An award-winning researcher in her own right, her pioneering work on the history of prisons and mental health in Ireland and UK led to the co-authored bookDisorder Contained, with Prof Hilary Marland, University of Warwick, and the highly acclaimed play 'The Examination,'co-produced with Dublin theatre group, Brokentalkers. The play won ‘Best Production’ at the 23rd Irish Times Theatre Awards and the Dublin Fringe Festival Awards, and performer Willie White, who suffered psychiatric illness in prison, also won ‘Best Actor’ at the Dublin Fringe.
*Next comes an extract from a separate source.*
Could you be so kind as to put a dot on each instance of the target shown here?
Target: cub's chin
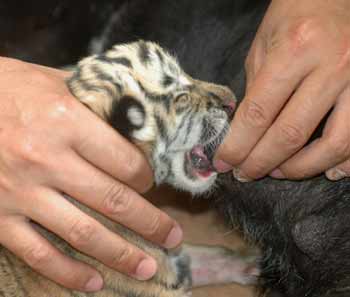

In addition, Catherine worked with artist Dr Sinead McCann on an art installation, The Trial, and with Dr Oisín Wall on a historical exhibition, both at Kilmainham Gaol Museum.
For the academic, cultural, health and policy impact of this research and innovative dissemination to the public, which toured in Ireland and the UK, Catherine won the 2020 UCD Research Impact Competition.
Historical perspectives on women in prison from her Wellcome Trust research were captured in the piece 'Disturbed minds and disruptive bodies,' examining how prison officers tried to regulate women’s minds and bodies in the second half of the 1800s, and how some women resisted.
Catherine's work on the intersection of mental health and ethnicity and migration was captured in another play, 'A Malady of Migration,' a theatrical examination of diaspora, displacement and mental disorders in the 19th Century - arising from a collaboration between researchers and theatre company Talking Birds.